17 interesting facts about weightlessness
Weightlessness is one of the most amazing effects that a person can experience. At least that is exactly what the astronauts who succeeded in claiming. But in order to tolerate weightlessness normally, not only good physical health is required, but also a long, hard training, and not everyone can cope with the feeling of missing weight.
Strongly inconvenient in such conditions to cry. Tears do not roll down, but remain on the eyeballs and burn them.
The astronauts on board the orbital station have to do with rubbing the body with special napkins, since it is impossible to take a shower in a state of weightlessness. At least a suitable shower design has not yet been invented.
Especially for zero gravity, a special shampoo that does not require rinsing, and edible toothpaste have been developed. And the hair on board the ISS has to be cut using special scissors equipped with a container and a vacuum cleaner so that the hairs do not scatter everywhere.
For a split second, the state of zero gravity can also be experienced on Earth. To do this, jump on a trampoline, and that brief moment when you freeze at the top point of the jump is weightlessness.
Cosmonauts in orbit add a couple of centimeters in growth, since gravity does not affect the spine, and it straightens.
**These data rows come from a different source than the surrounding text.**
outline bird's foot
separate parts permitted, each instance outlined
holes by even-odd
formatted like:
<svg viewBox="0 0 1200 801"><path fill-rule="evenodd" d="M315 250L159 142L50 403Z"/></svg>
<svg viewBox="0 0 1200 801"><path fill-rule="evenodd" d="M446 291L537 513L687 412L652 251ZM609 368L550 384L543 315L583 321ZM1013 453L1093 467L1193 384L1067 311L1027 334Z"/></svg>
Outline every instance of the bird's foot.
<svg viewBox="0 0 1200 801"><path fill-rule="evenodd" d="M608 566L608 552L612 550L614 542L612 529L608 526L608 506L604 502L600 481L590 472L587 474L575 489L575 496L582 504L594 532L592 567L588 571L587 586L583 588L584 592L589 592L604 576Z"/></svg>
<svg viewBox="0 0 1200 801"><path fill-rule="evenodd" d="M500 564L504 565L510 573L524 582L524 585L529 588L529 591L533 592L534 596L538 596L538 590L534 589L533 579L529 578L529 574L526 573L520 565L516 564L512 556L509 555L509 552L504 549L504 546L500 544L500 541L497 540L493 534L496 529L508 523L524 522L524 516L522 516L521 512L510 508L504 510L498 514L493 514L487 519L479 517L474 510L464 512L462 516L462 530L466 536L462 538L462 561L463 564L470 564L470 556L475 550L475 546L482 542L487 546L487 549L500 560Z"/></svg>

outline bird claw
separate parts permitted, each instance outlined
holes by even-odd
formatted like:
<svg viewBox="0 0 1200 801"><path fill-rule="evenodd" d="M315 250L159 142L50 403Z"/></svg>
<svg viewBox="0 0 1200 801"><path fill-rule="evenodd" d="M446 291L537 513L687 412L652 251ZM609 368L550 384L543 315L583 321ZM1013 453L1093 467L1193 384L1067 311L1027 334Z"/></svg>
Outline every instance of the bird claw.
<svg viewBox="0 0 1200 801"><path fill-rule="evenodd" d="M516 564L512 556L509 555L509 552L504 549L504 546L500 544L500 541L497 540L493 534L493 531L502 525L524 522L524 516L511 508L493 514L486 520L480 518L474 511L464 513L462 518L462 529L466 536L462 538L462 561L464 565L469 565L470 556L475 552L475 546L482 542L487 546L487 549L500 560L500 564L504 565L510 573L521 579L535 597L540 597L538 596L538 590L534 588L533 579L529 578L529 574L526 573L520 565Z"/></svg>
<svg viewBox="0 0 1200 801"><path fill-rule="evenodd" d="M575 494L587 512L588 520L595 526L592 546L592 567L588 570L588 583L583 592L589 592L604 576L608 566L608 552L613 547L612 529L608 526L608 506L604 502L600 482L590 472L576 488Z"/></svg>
The so-called Janibekov effect is an amazing phenomenon that can only be seen in a state of weightlessness. It is expressed in the fact that an object rotating around its axis (for example, a circle, or a pen, or anything else) changes the axis of rotation by 180 degrees at certain intervals.
Weightlessness affects spiders in a rather unusual way – they begin to weave a web in the shape of a ball.
Some chemical elements are much easier to obtain in zero gravity than on Earth. Alas, due to the high cost of delivering goods into orbit, these technologies have still not found industrial application.
Around the astronauts motionless sleeping on board the ISS, carbon dioxide accumulates, and they lack air to breathe. Therefore, before going to bed, they turn on fans that mix the air.
Matches and candles in zero gravity quickly go out, as the air does not mix, and the oxygen around the fire quickly burns out.
If in a state of zero gravity pour any liquid, it will take a spherical shape.
Due to the lack of physical exertion, the muscles in the astronauts state atrophy. To minimize this effect, they use special simulators. But their bones still lose calcium and become fragile.
It is not so easy to take food in a state of zero gravity, because it, due to the lack of gravity, does not fall through the esophagus into the stomach by itself.
Some models of modern fighter jets are able to go out of the dense layers of the earth’s atmosphere to where zero gravity can be experienced. You can order such entertainment for several hundred thousand rubles.
In a state of free fall, a state of weightlessness occurs. This was first confirmed experimentally back in the 19th century by Russian professor Lyubimov.
Astronauts are strictly forbidden to sneeze. Because of this, particles of saliva can scatter everywhere, and from a powerful sneeze in weightlessness you can easily fly to the side and hit something.
They take off their socks with extreme caution. The fact is that usually on the heels there are many loads, and the skin on them coarsens. But in a state of weightlessness, it is smoothed out and becomes tender, and sometimes it begins to peel off. Therefore, careless removal of the sock can lead to the fact that small particles of skin will scatter throughout the space station.